Maâlem Saïd Oughassal, maître de la musique gnaoua, au festival d’Essaouira en juin 2014. Le guembri, sorte de guitare à trois cordes, les qraquech de métal (ou qarqabu, sortes de castagnettes) et les tambours sont les instruments propres à la musique gnaoua du Maroc. (JALAL MORCHIDI / ANADOLU AGENCY)

Longtemps cantonnés à leurs confréries mystiques, les Gnaouas se produisent aujourd’hui devant des dizaines de milliers de personnes, réunies chaque année pour le Festival d’Essaouira. Avec ce festival, né il y a 23 ans, leur musique a acquis une reconnaissance internationale. “Il a sans doute permis de sauver une musique ancestrale, qui a failli tomber dans l’oubli. La plupart des traditions culturelles de tous les pays sont en danger avec le rouleau compresseur de la modernité et de la mondialisation ; la culture gnaoua ne fait pas exception“, explique Loy Ehrlich, musicien à l’origine du Festival d’Essaouira.
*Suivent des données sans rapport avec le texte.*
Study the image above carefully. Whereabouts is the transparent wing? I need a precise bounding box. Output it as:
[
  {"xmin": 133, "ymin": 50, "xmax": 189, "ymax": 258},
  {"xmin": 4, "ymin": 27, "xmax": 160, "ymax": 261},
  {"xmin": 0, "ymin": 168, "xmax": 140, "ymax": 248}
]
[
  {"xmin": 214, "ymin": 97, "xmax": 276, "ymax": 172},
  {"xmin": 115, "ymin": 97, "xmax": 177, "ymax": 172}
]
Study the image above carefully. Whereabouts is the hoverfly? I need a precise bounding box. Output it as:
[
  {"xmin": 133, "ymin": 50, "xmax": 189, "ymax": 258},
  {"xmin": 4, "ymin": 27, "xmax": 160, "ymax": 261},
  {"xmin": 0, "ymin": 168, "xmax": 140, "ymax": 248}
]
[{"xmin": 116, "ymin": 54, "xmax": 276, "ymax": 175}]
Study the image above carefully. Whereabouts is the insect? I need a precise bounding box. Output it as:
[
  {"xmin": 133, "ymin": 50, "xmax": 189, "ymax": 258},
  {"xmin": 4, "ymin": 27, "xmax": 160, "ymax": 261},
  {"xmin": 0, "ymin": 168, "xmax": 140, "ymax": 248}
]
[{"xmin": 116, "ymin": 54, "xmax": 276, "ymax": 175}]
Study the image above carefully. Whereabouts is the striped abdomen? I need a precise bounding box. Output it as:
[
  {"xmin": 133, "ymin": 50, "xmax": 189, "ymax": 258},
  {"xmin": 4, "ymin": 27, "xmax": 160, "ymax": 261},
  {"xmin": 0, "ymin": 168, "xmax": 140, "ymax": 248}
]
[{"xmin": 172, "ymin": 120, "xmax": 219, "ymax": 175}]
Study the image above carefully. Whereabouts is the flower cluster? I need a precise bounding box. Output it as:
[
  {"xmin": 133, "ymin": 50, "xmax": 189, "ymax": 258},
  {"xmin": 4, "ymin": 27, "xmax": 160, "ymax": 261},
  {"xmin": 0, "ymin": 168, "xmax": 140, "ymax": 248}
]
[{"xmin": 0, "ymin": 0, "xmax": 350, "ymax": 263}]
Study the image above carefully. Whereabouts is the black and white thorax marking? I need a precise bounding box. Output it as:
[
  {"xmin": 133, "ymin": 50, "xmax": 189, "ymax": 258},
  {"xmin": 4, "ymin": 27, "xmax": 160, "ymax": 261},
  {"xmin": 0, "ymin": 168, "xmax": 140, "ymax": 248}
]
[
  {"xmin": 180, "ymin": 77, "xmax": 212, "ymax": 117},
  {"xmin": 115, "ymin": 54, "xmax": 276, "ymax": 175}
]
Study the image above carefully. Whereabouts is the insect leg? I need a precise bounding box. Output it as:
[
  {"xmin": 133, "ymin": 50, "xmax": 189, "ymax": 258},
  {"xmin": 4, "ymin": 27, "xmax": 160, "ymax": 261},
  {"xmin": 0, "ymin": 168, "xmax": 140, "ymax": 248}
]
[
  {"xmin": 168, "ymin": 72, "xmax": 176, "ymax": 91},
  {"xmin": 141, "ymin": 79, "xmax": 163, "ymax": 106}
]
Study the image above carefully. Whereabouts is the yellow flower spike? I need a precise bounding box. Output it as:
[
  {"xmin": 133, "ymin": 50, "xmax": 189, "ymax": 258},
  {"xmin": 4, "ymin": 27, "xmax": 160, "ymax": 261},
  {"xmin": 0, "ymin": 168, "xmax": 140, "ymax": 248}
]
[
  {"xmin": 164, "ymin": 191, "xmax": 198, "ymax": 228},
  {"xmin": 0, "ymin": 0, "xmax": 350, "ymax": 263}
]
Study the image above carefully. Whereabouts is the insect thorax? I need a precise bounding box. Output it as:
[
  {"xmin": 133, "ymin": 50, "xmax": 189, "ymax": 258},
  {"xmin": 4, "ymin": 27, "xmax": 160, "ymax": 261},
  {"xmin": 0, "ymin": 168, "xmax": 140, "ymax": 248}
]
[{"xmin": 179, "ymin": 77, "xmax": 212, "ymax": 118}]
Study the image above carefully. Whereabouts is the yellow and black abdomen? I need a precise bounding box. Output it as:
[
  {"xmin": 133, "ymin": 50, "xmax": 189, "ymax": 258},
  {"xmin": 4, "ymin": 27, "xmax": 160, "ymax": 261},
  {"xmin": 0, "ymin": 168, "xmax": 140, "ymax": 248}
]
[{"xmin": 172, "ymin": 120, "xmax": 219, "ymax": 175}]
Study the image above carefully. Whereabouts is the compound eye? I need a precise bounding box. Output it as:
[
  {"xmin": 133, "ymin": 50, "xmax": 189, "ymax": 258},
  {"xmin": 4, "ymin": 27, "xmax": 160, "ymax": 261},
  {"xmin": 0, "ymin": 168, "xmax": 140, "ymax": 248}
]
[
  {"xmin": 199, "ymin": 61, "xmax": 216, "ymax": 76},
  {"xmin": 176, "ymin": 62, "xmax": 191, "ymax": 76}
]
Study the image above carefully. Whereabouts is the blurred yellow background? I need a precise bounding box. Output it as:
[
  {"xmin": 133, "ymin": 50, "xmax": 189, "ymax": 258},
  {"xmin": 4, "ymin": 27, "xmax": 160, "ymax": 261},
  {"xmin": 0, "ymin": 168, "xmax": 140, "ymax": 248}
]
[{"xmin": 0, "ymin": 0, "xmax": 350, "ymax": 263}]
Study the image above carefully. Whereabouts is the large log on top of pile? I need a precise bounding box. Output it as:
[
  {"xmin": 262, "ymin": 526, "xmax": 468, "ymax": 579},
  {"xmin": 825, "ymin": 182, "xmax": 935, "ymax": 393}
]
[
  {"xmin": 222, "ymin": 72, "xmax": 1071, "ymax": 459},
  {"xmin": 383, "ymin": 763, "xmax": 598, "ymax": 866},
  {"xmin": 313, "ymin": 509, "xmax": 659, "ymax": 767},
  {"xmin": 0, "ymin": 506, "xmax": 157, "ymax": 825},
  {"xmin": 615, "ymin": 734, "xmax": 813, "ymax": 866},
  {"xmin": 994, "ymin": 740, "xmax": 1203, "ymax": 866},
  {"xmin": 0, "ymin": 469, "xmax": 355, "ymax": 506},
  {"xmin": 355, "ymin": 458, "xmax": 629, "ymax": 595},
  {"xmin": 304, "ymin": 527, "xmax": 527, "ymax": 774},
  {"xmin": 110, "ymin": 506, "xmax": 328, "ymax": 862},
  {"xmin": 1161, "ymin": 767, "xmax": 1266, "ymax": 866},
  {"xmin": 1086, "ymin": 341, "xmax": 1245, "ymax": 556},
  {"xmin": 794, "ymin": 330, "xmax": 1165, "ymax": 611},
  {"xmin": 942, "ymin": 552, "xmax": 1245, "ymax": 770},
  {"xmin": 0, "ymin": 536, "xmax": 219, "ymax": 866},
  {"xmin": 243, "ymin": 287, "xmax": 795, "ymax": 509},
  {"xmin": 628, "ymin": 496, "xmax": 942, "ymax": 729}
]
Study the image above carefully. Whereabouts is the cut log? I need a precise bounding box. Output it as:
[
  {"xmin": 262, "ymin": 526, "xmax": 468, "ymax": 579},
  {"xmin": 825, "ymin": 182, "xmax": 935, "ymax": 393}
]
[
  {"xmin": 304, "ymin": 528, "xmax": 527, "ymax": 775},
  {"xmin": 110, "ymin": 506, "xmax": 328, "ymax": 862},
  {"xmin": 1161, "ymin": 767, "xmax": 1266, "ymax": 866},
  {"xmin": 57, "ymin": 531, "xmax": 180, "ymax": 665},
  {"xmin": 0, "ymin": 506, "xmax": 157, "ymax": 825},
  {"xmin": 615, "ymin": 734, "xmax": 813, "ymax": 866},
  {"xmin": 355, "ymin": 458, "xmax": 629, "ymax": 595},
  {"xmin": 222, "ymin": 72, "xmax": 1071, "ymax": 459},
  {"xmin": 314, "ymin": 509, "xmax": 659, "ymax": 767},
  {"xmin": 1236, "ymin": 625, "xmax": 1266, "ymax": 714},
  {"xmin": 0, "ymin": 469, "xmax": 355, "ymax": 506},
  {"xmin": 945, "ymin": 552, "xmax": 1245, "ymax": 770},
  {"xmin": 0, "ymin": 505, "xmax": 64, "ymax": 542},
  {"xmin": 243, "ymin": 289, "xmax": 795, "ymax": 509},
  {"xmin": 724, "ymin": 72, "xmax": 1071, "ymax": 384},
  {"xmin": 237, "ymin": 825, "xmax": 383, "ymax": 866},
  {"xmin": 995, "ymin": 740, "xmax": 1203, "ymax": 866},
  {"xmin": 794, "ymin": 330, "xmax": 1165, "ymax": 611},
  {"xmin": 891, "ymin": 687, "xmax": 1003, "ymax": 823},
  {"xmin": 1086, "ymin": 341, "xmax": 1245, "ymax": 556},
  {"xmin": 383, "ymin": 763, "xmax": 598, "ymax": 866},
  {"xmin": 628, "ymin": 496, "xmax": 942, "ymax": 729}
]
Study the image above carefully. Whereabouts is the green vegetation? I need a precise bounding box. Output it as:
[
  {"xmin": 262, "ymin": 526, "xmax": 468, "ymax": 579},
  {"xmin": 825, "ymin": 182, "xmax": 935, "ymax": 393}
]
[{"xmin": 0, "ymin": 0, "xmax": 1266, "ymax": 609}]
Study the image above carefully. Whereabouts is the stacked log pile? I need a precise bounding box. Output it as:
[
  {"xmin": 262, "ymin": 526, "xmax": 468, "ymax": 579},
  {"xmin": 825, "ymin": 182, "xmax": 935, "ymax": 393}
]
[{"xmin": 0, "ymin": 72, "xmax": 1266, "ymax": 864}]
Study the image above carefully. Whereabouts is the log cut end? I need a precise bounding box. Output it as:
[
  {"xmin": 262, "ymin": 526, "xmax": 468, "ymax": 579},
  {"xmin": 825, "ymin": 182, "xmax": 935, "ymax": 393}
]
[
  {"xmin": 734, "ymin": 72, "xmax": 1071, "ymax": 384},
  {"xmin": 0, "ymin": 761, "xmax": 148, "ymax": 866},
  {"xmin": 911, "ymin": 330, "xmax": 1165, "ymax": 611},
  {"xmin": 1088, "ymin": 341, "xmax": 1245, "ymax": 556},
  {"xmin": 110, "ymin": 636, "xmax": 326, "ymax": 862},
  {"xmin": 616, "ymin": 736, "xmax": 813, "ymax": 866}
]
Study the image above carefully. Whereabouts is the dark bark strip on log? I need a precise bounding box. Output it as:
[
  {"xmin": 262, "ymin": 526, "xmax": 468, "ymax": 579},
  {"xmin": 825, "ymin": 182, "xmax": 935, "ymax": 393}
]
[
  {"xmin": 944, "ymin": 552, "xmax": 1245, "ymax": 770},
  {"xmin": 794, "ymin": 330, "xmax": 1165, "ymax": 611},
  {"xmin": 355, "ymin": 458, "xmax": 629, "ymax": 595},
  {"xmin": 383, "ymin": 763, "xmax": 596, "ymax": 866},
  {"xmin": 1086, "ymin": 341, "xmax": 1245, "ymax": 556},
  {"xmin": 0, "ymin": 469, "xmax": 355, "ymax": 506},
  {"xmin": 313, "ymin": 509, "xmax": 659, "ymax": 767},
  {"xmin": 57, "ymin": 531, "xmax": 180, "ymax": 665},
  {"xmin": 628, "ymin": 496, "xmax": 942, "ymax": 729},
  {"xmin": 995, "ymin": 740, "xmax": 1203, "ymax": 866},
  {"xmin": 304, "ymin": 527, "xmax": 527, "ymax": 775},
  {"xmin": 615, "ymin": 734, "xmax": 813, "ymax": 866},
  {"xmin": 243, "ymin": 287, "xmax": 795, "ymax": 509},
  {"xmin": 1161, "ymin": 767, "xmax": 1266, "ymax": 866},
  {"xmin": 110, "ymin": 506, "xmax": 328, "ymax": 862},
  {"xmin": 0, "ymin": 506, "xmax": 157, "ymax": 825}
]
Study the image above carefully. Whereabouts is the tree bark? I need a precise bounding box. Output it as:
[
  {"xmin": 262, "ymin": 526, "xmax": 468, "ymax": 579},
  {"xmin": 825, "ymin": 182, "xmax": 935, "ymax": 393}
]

Groupe de danseurs gnaouas, cérémonie d’ouverture du festival d’Essaouira en 2014.  (JALAL MORCHIDI / ANADOLU AGENCY)

Il faut préciser que la musique gnaoua ne se préserve pas, elle évolue et se transforme avec son temps, ce qu’elle a toujours fait. Simplement, le ‘temps’ va beaucoup plus vite qu’avant… La transmission se fait quand même grâce au festival et à l’engouement pour la musique gnaoua dans la ‘sono mondiale’. De nombreux jeunes musiciens marocains sont en train d’éclore ; la musique évolue, mais le répertoire se transmet“, précise, confiant, Loy Ehrlich.La relève semble donc bien assurée, comme le prouvent les nombreux groupes de musique gnaoua, souvent en fusion jazz, blues ou reggae, que l’on pouvait écouter le week-end des 22 et 23 juin 2019 à Essaouira. Et ce, quelle que soit la décision de l’Unesco.